ULTIMO AGGIORNAMENTO 22:19

Una foto dell'evento catanese con la SgrenaHa avuto un ottimo successo l’evento organizzato da Sel e Sinistra Lavoro presso la Libreria Prampolini di Catania con relatori la giornalista Giuliana Sgrena, la Docente di storia dei Paesi islamici Lagdaf Souadou, il responsabile immigrazione dell’Arci Maamri Hassan e dell’Imam Keith Abdelhafid.

La storica libreria sita in Via Vittorio Emanuele si è trovata piena in ogni ordine di posto (molto gente è stata costretta a seguire il dibattito dalle stanzette antistanti quella dove si è svolto il dibattito), con una platea interessata e decisamente partecipe.

Si è parlato di immigrazione, del ruolo della donna nelle primavere arabe (moti che – a detta della Sgrena – non hanno avuto alcuna connotazione religiosa), ma anche delle politiche di integrazione dei paesi europei, che rischiano spesso di portare i migranti ad abbracciare posizioni radicali.

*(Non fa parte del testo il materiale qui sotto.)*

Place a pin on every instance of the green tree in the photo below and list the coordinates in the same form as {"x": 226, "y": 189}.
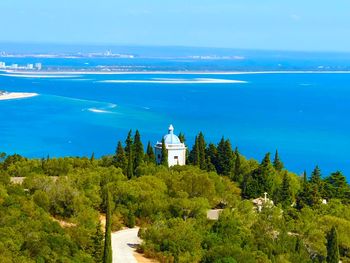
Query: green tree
{"x": 224, "y": 157}
{"x": 277, "y": 162}
{"x": 129, "y": 155}
{"x": 211, "y": 153}
{"x": 138, "y": 150}
{"x": 164, "y": 159}
{"x": 107, "y": 253}
{"x": 285, "y": 191}
{"x": 182, "y": 137}
{"x": 336, "y": 186}
{"x": 332, "y": 246}
{"x": 98, "y": 243}
{"x": 201, "y": 150}
{"x": 237, "y": 176}
{"x": 119, "y": 159}
{"x": 194, "y": 154}
{"x": 150, "y": 156}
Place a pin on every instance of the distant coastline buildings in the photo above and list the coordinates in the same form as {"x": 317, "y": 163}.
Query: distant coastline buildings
{"x": 176, "y": 150}
{"x": 29, "y": 66}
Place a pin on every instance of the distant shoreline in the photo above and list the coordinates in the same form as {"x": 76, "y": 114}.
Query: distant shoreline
{"x": 17, "y": 95}
{"x": 99, "y": 72}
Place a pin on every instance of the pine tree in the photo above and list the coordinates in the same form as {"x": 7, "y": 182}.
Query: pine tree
{"x": 129, "y": 155}
{"x": 164, "y": 159}
{"x": 119, "y": 159}
{"x": 107, "y": 254}
{"x": 332, "y": 246}
{"x": 138, "y": 150}
{"x": 150, "y": 156}
{"x": 277, "y": 162}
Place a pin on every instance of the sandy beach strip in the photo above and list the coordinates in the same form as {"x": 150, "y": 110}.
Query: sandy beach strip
{"x": 17, "y": 95}
{"x": 18, "y": 73}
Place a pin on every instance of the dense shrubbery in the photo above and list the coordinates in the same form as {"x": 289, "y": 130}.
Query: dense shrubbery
{"x": 54, "y": 215}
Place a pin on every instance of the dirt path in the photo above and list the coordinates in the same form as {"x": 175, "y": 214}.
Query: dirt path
{"x": 124, "y": 244}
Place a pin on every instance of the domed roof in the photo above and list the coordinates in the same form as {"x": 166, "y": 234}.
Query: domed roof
{"x": 171, "y": 138}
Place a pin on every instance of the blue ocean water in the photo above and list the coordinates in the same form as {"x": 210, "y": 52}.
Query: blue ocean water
{"x": 304, "y": 116}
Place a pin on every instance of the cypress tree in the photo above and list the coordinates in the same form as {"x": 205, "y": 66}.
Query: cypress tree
{"x": 201, "y": 151}
{"x": 107, "y": 253}
{"x": 304, "y": 179}
{"x": 237, "y": 167}
{"x": 120, "y": 159}
{"x": 332, "y": 246}
{"x": 150, "y": 156}
{"x": 316, "y": 182}
{"x": 277, "y": 162}
{"x": 224, "y": 157}
{"x": 316, "y": 176}
{"x": 98, "y": 243}
{"x": 285, "y": 192}
{"x": 182, "y": 137}
{"x": 164, "y": 160}
{"x": 129, "y": 155}
{"x": 138, "y": 150}
{"x": 194, "y": 154}
{"x": 211, "y": 154}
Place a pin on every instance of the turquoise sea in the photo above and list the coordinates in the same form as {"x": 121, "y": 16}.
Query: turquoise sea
{"x": 303, "y": 115}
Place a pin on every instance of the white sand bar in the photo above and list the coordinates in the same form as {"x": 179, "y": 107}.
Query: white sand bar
{"x": 16, "y": 95}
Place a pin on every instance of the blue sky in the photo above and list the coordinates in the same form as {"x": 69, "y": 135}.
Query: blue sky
{"x": 248, "y": 24}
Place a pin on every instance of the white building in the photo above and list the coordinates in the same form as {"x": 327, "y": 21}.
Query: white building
{"x": 38, "y": 66}
{"x": 175, "y": 148}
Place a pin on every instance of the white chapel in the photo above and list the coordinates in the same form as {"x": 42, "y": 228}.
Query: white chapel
{"x": 176, "y": 149}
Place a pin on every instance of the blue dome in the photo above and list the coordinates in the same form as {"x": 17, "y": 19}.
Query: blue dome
{"x": 171, "y": 138}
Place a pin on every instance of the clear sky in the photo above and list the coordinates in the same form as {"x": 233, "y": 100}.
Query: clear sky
{"x": 249, "y": 24}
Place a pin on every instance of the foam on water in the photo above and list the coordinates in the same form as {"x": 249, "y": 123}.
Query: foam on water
{"x": 175, "y": 81}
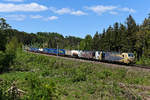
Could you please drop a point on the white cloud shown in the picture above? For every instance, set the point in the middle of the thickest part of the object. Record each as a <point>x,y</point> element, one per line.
<point>60,11</point>
<point>52,18</point>
<point>113,13</point>
<point>32,7</point>
<point>36,16</point>
<point>15,17</point>
<point>14,0</point>
<point>67,11</point>
<point>130,10</point>
<point>99,9</point>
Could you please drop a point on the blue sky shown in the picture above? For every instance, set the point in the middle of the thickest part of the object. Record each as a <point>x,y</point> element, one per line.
<point>71,17</point>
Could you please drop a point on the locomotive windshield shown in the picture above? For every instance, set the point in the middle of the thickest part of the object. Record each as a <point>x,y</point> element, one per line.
<point>130,55</point>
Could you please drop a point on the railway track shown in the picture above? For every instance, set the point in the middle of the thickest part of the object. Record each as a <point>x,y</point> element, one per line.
<point>137,67</point>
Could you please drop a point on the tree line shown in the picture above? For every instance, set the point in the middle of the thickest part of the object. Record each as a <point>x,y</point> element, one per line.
<point>127,37</point>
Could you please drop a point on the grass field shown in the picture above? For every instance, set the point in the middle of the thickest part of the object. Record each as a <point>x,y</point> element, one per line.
<point>47,78</point>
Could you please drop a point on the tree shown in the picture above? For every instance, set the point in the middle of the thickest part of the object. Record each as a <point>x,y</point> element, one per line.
<point>3,38</point>
<point>131,33</point>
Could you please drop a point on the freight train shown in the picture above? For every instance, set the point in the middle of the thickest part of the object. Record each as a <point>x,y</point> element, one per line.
<point>125,58</point>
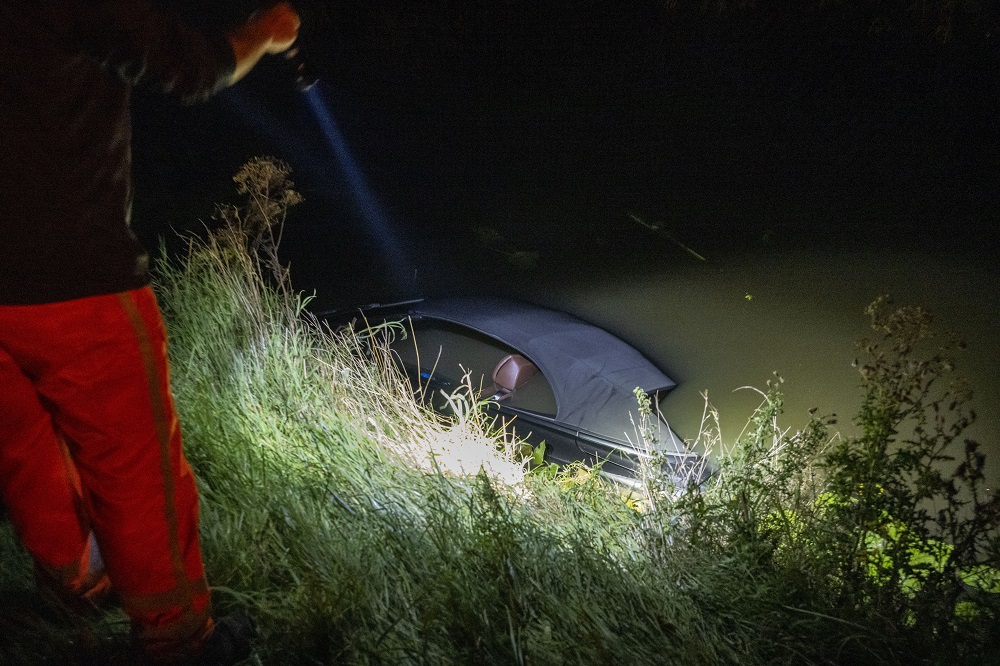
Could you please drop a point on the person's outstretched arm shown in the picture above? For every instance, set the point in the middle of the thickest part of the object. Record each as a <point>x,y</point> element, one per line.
<point>271,31</point>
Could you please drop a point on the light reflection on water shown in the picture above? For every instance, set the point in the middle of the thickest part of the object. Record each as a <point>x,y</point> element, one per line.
<point>733,321</point>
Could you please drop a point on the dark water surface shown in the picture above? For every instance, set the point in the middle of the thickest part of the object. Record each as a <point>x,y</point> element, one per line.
<point>765,298</point>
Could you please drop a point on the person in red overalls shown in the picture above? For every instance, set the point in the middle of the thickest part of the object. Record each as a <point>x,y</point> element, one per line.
<point>91,467</point>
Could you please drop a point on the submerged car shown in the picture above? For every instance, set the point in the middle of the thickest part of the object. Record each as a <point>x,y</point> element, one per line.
<point>548,375</point>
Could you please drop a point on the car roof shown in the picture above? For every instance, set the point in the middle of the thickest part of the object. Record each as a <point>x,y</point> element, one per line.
<point>593,374</point>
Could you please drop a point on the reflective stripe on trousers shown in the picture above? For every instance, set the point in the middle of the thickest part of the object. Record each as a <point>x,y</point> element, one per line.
<point>89,377</point>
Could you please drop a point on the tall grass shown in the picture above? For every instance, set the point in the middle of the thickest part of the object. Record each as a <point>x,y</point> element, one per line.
<point>359,528</point>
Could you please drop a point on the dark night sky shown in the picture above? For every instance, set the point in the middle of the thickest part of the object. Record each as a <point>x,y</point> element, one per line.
<point>465,115</point>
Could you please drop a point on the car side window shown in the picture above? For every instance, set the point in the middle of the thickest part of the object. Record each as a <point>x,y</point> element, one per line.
<point>442,350</point>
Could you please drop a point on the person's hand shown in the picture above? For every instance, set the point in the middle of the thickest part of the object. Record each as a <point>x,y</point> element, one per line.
<point>280,23</point>
<point>273,30</point>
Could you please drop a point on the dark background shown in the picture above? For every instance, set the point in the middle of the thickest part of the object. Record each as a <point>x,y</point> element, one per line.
<point>537,126</point>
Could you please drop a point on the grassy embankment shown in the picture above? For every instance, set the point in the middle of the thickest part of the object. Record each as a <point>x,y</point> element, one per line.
<point>334,509</point>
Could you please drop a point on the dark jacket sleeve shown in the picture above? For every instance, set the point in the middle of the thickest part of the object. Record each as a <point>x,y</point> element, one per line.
<point>144,45</point>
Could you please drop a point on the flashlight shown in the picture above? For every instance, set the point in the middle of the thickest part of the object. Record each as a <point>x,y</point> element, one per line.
<point>301,73</point>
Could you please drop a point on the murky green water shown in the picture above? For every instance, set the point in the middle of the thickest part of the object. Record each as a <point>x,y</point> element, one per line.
<point>732,321</point>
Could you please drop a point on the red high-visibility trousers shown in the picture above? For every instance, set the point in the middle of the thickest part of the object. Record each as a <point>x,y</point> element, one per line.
<point>90,443</point>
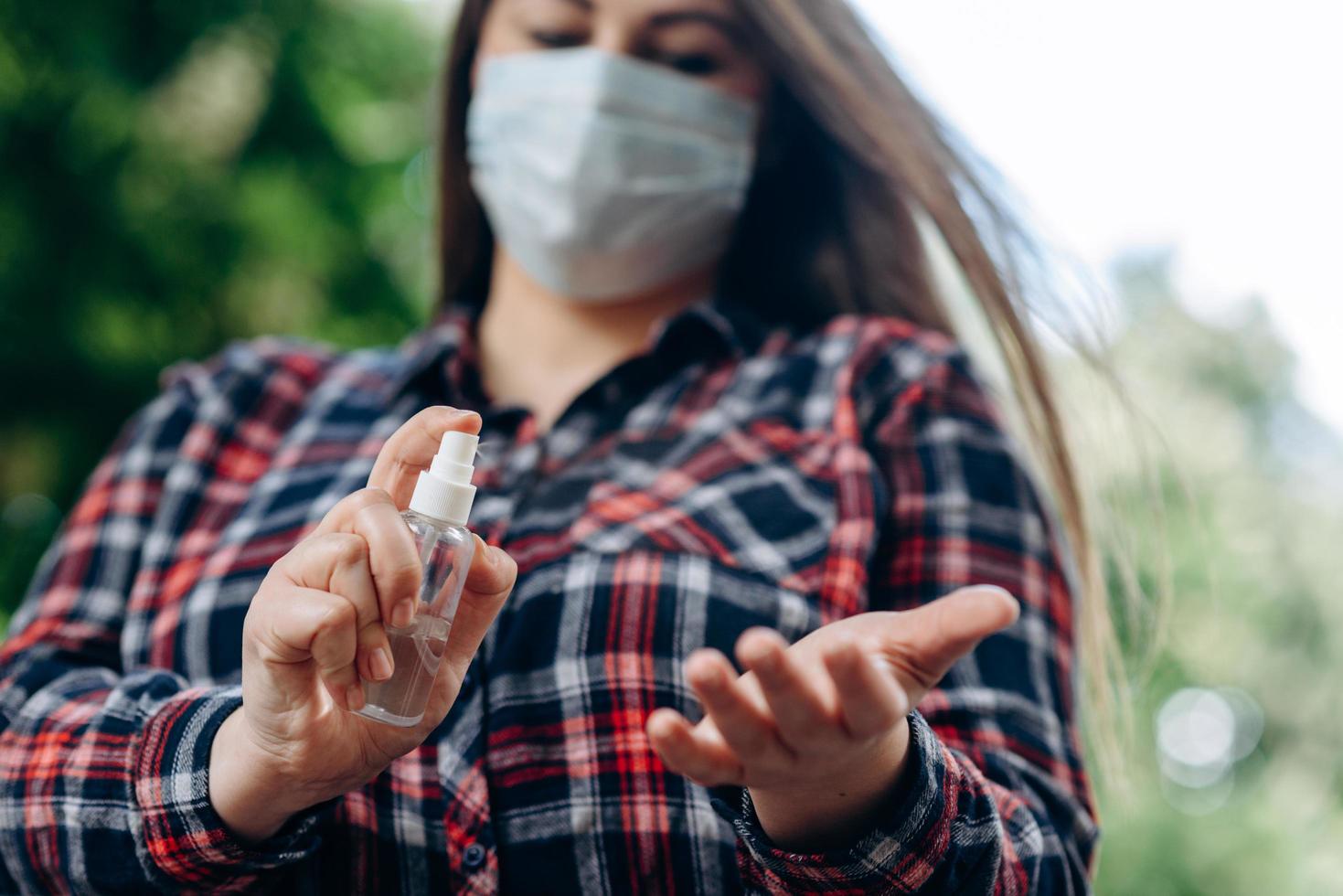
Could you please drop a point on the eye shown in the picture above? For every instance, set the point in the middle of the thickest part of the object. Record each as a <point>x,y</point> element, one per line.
<point>556,39</point>
<point>698,65</point>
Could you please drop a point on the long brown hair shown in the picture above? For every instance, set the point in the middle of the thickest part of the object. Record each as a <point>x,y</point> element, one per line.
<point>850,157</point>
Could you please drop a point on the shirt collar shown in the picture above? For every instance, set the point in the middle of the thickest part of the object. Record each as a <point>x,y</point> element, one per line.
<point>444,360</point>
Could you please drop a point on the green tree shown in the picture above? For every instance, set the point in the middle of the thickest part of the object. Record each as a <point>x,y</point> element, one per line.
<point>1248,484</point>
<point>182,175</point>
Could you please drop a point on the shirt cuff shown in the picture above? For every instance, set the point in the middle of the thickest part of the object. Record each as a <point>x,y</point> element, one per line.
<point>904,853</point>
<point>182,833</point>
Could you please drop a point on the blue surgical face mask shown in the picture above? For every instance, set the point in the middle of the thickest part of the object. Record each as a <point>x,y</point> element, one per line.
<point>603,175</point>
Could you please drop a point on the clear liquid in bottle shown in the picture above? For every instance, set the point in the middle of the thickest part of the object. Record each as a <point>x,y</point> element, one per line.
<point>437,516</point>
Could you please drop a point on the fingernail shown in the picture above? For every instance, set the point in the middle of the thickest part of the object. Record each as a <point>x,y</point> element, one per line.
<point>380,666</point>
<point>403,614</point>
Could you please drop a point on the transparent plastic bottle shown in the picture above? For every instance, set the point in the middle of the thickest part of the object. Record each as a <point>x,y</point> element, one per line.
<point>437,517</point>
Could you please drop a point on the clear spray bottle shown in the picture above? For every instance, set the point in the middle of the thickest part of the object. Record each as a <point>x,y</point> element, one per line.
<point>437,517</point>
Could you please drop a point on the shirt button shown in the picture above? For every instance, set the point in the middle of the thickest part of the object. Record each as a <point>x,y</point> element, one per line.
<point>473,856</point>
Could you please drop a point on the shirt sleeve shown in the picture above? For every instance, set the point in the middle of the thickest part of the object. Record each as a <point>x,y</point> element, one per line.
<point>103,770</point>
<point>996,798</point>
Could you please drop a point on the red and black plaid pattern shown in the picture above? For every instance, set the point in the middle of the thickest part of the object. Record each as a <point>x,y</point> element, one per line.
<point>730,475</point>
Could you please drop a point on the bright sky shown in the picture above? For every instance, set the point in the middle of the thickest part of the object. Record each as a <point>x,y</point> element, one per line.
<point>1210,126</point>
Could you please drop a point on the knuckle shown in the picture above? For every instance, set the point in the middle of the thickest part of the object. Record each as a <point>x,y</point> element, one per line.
<point>346,549</point>
<point>404,579</point>
<point>336,617</point>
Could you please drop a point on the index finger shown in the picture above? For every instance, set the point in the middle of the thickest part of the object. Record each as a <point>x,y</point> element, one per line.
<point>412,448</point>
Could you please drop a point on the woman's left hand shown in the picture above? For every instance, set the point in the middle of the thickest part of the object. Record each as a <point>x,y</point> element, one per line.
<point>818,731</point>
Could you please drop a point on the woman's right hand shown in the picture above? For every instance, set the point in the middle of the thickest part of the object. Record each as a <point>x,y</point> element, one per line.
<point>315,629</point>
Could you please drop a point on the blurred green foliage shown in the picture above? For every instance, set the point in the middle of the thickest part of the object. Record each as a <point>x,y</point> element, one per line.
<point>179,175</point>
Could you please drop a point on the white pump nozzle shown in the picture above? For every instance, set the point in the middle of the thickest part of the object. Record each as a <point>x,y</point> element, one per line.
<point>444,491</point>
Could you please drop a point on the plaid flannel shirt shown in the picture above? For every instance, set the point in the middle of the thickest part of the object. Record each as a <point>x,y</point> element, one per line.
<point>732,475</point>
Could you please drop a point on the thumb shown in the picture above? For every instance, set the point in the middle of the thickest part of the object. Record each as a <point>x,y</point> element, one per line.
<point>922,644</point>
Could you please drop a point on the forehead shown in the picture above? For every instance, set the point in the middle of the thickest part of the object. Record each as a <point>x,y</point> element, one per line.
<point>639,7</point>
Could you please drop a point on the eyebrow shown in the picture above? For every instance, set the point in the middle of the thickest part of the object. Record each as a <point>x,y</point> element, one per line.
<point>723,23</point>
<point>728,26</point>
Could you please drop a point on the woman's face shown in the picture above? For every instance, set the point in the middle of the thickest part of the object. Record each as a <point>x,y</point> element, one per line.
<point>703,39</point>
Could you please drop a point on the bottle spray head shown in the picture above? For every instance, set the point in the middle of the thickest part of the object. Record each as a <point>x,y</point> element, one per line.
<point>444,491</point>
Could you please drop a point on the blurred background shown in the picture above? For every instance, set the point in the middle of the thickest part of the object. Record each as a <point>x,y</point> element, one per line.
<point>174,176</point>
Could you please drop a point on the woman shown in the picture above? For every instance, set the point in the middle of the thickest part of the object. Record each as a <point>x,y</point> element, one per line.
<point>687,312</point>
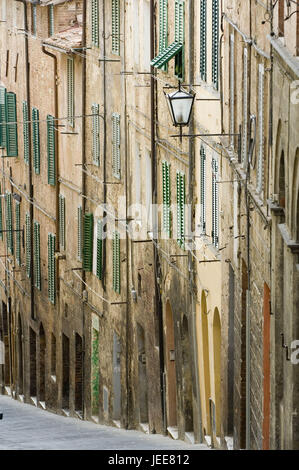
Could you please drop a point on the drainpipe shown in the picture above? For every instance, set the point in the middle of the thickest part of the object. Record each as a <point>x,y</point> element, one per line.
<point>158,300</point>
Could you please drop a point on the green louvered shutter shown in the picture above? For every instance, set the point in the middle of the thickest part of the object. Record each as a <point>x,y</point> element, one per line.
<point>2,116</point>
<point>26,132</point>
<point>51,268</point>
<point>215,43</point>
<point>115,27</point>
<point>88,242</point>
<point>18,233</point>
<point>181,209</point>
<point>166,197</point>
<point>116,262</point>
<point>79,233</point>
<point>9,234</point>
<point>203,40</point>
<point>51,150</point>
<point>36,140</point>
<point>203,189</point>
<point>11,128</point>
<point>70,91</point>
<point>116,145</point>
<point>28,244</point>
<point>99,249</point>
<point>61,222</point>
<point>95,23</point>
<point>95,134</point>
<point>36,248</point>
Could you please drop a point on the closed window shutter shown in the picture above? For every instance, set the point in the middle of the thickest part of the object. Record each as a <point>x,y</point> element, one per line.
<point>215,204</point>
<point>36,248</point>
<point>99,270</point>
<point>215,43</point>
<point>95,134</point>
<point>115,27</point>
<point>61,222</point>
<point>51,150</point>
<point>203,189</point>
<point>18,233</point>
<point>261,123</point>
<point>70,91</point>
<point>79,233</point>
<point>9,234</point>
<point>166,197</point>
<point>36,140</point>
<point>180,182</point>
<point>28,244</point>
<point>2,116</point>
<point>88,242</point>
<point>26,132</point>
<point>51,268</point>
<point>116,145</point>
<point>95,23</point>
<point>116,262</point>
<point>203,40</point>
<point>11,128</point>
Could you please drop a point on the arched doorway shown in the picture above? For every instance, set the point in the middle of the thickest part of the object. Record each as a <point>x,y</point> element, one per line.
<point>217,367</point>
<point>206,362</point>
<point>170,369</point>
<point>187,377</point>
<point>42,360</point>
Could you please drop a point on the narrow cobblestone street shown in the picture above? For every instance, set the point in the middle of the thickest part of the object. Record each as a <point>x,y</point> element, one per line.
<point>25,427</point>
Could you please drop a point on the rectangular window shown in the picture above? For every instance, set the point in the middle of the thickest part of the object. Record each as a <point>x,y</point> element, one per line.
<point>51,147</point>
<point>181,196</point>
<point>116,145</point>
<point>36,140</point>
<point>116,262</point>
<point>166,197</point>
<point>88,242</point>
<point>26,132</point>
<point>51,268</point>
<point>215,43</point>
<point>95,134</point>
<point>28,244</point>
<point>61,222</point>
<point>95,22</point>
<point>11,128</point>
<point>203,40</point>
<point>215,204</point>
<point>36,251</point>
<point>70,91</point>
<point>115,27</point>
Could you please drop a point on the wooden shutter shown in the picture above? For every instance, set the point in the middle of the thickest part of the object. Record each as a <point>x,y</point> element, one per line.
<point>18,233</point>
<point>95,134</point>
<point>116,145</point>
<point>26,132</point>
<point>215,43</point>
<point>36,140</point>
<point>11,128</point>
<point>115,27</point>
<point>2,116</point>
<point>88,242</point>
<point>95,22</point>
<point>61,222</point>
<point>70,91</point>
<point>28,244</point>
<point>203,39</point>
<point>51,150</point>
<point>51,268</point>
<point>36,248</point>
<point>116,261</point>
<point>166,197</point>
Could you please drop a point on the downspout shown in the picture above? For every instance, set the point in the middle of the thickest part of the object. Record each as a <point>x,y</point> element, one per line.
<point>158,300</point>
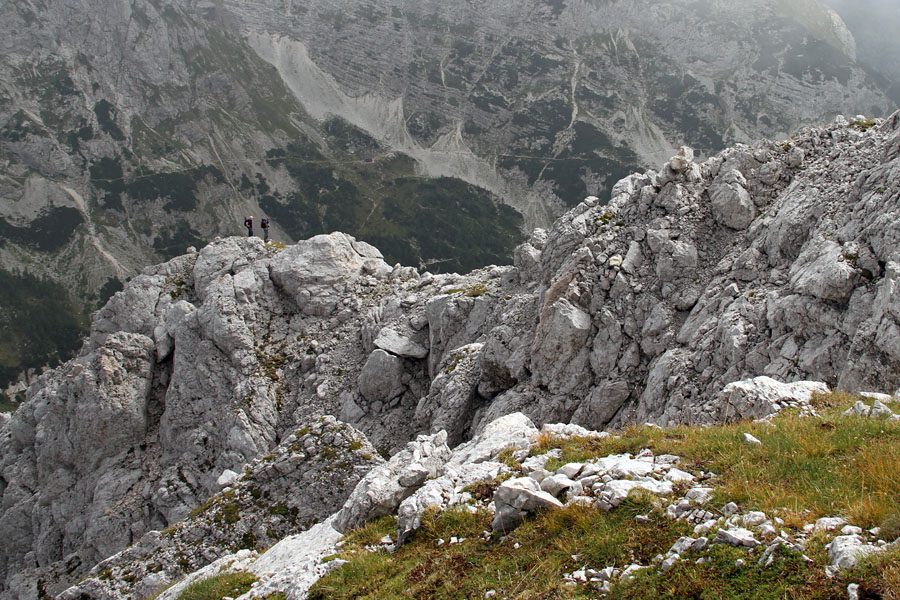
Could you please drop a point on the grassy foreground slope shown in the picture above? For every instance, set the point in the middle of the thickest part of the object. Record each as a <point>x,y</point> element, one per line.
<point>806,467</point>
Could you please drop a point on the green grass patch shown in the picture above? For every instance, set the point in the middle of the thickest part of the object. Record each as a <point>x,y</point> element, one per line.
<point>231,585</point>
<point>828,465</point>
<point>805,468</point>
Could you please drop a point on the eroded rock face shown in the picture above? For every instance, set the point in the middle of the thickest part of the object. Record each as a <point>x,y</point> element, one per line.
<point>640,310</point>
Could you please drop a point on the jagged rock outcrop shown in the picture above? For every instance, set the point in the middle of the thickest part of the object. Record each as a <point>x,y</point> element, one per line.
<point>209,361</point>
<point>300,483</point>
<point>133,132</point>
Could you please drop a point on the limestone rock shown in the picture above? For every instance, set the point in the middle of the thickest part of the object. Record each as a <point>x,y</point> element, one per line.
<point>731,203</point>
<point>381,377</point>
<point>763,396</point>
<point>309,271</point>
<point>515,498</point>
<point>380,492</point>
<point>391,341</point>
<point>845,551</point>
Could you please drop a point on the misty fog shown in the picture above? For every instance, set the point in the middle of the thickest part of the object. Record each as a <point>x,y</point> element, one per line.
<point>875,24</point>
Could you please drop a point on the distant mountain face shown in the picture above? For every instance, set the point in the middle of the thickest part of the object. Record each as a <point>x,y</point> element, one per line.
<point>874,24</point>
<point>130,133</point>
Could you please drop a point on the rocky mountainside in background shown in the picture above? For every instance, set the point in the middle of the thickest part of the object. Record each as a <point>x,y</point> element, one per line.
<point>778,259</point>
<point>130,134</point>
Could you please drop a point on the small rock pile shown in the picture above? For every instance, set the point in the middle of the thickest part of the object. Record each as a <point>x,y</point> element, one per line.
<point>280,494</point>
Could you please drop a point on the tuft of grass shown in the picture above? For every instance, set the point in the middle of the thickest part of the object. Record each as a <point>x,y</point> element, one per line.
<point>214,588</point>
<point>890,528</point>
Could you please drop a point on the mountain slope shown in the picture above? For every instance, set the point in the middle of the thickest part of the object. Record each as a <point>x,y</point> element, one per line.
<point>777,260</point>
<point>130,135</point>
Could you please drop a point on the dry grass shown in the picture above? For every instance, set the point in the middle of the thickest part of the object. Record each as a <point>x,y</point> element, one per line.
<point>805,468</point>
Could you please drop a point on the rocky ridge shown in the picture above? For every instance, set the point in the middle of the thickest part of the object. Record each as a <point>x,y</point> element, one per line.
<point>777,259</point>
<point>514,491</point>
<point>129,134</point>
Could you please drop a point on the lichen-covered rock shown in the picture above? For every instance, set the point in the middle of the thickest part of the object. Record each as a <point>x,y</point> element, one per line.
<point>205,363</point>
<point>301,482</point>
<point>383,488</point>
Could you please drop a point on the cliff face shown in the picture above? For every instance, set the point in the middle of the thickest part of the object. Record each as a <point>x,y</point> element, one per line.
<point>130,134</point>
<point>778,259</point>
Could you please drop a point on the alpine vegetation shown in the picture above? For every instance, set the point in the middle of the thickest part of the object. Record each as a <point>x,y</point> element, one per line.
<point>314,397</point>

D’altra parte, più in assoluto, l’emarginazione – si pensi nei quartieri ghetto che costellano tutte le città d’Italia (e d’Europa più in assoluto) – tende a trovare per lo più sbocchi antisociali (nessuno dimentichi le mafie che – proprio nei quartieri a rischio – reclutano le proprie nuove leve).

I momenti in cui il dibattito è stato più acceso si sono visti quando è stato criticato il modello francese, per la sua politica di assimilazione e non di integrazione: critiche che ad alcuni convenuti non sono andate giù, con annessi interventi ed utilissimi scambi di vedute.

Nel complesso, si è trattato di un dibattito molto interessante che ha dimostrato ancora una volta che a Catania una coscienza sociale non è poi così assente.